Roosevelt Lafontrant, a former marine colonel now employed by the Schafer Corporation, a technology company, said the technology was advancing rapidly. “If we had had the Sustain programme in operation in 2002, Bin Laden would have been captured and history fundamentally changed,” he said recently. 

http://www.timesonline.co.uk/tol/news/world/us_and_americas/article4969025.ece


----------



## Gasplug (20 Oct 2008)

> Others question how effective a fighting force of just 13 soldiers could be on the ground.

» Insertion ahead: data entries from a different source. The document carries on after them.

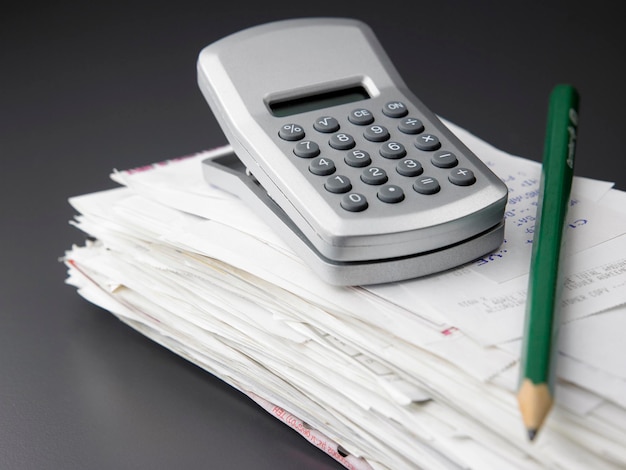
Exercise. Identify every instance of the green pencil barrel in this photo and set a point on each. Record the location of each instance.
(543, 301)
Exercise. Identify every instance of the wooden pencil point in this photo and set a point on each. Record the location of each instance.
(535, 402)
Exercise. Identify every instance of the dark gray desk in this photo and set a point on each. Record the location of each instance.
(87, 89)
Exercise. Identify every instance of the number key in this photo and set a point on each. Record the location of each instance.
(374, 175)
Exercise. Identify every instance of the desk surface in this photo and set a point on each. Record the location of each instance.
(87, 89)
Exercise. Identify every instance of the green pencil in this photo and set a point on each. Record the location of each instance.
(536, 386)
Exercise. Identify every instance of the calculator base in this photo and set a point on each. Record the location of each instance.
(225, 171)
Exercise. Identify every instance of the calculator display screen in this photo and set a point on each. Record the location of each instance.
(318, 101)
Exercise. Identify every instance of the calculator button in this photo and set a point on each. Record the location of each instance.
(322, 166)
(338, 184)
(411, 125)
(444, 159)
(462, 177)
(393, 150)
(376, 133)
(306, 149)
(326, 124)
(426, 185)
(341, 141)
(354, 202)
(427, 142)
(357, 158)
(374, 175)
(361, 117)
(409, 167)
(291, 132)
(395, 109)
(391, 194)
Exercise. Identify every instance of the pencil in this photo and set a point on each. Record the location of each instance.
(537, 362)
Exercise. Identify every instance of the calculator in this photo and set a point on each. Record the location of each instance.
(342, 160)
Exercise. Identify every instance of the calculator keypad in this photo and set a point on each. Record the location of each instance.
(367, 144)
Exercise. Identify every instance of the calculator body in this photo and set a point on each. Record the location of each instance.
(360, 168)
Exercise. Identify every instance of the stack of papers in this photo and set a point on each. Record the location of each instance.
(416, 374)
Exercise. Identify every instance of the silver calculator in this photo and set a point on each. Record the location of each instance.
(329, 145)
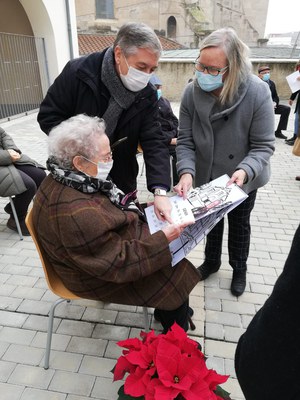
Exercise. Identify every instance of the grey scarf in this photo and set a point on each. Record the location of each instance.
(121, 98)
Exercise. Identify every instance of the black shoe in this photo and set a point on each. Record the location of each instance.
(292, 139)
(290, 142)
(280, 135)
(11, 224)
(238, 282)
(207, 268)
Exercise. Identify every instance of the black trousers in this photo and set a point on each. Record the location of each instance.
(239, 231)
(32, 178)
(284, 112)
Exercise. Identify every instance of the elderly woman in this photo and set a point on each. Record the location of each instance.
(20, 176)
(96, 237)
(226, 126)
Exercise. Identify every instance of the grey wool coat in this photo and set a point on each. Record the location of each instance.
(11, 182)
(104, 253)
(215, 140)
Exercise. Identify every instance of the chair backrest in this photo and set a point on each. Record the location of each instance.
(54, 282)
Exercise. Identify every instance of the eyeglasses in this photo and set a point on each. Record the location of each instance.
(106, 159)
(211, 70)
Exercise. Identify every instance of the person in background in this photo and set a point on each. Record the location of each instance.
(96, 236)
(226, 127)
(293, 97)
(282, 110)
(168, 122)
(268, 354)
(114, 85)
(20, 176)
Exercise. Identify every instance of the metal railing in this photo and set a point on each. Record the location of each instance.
(23, 74)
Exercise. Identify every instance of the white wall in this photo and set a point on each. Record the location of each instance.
(48, 19)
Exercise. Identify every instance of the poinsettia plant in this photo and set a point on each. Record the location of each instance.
(166, 366)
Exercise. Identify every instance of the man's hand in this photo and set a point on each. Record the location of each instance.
(239, 177)
(173, 231)
(14, 155)
(162, 208)
(184, 185)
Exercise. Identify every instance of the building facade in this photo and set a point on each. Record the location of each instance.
(186, 21)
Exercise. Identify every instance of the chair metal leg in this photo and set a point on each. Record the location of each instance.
(16, 218)
(146, 319)
(50, 329)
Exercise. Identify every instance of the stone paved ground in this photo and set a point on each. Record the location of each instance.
(84, 343)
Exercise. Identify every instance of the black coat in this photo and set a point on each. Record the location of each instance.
(267, 358)
(293, 96)
(79, 89)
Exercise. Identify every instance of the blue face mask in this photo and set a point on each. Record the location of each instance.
(266, 77)
(207, 82)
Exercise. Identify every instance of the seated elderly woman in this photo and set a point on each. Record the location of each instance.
(97, 238)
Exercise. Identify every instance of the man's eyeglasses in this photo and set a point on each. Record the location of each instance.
(211, 70)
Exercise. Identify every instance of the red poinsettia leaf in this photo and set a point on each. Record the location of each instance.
(122, 366)
(136, 383)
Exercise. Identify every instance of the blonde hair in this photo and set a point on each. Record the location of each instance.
(237, 54)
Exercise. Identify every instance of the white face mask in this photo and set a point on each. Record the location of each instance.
(103, 169)
(135, 80)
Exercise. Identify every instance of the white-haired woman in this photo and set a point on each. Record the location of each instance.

Poor critic, these are MARINES you are talking about.... HURRAH!

Gasplug


----------



## MarkS33 (20 Oct 2008)

cool idea... dont know how many marines would volunteer for space flight... I know I would!

good find!


----------



## Greymatters (20 Oct 2008)

I think this is the same as the 'SUSTAIN' thread already posted...?


----------



## geo (20 Oct 2008)

Gawd.... something right out of a Dale Brown novel..... Spaceplanes
Will a militarized space station and ground based laser weapons be next ???


----------



## Greymatters (20 Oct 2008)

Ah, I see its been combined now...


----------



## Ex-Dragoon (20 Oct 2008)

Mark said:
			
		

> cool idea... dont know how many marines would volunteer for space flight... I know I would!
> 
> good find!



Are you a Marine?


----------



## Old Sweat (20 Oct 2008)

If I recall correctly, a similar concept was being bandied about by The Corps in the sixties.


----------



## Greymatters (20 Oct 2008)

Old Sweat said:
			
		

> If I recall correctly, a similar concept was being bandied about by The Corps in the sixties.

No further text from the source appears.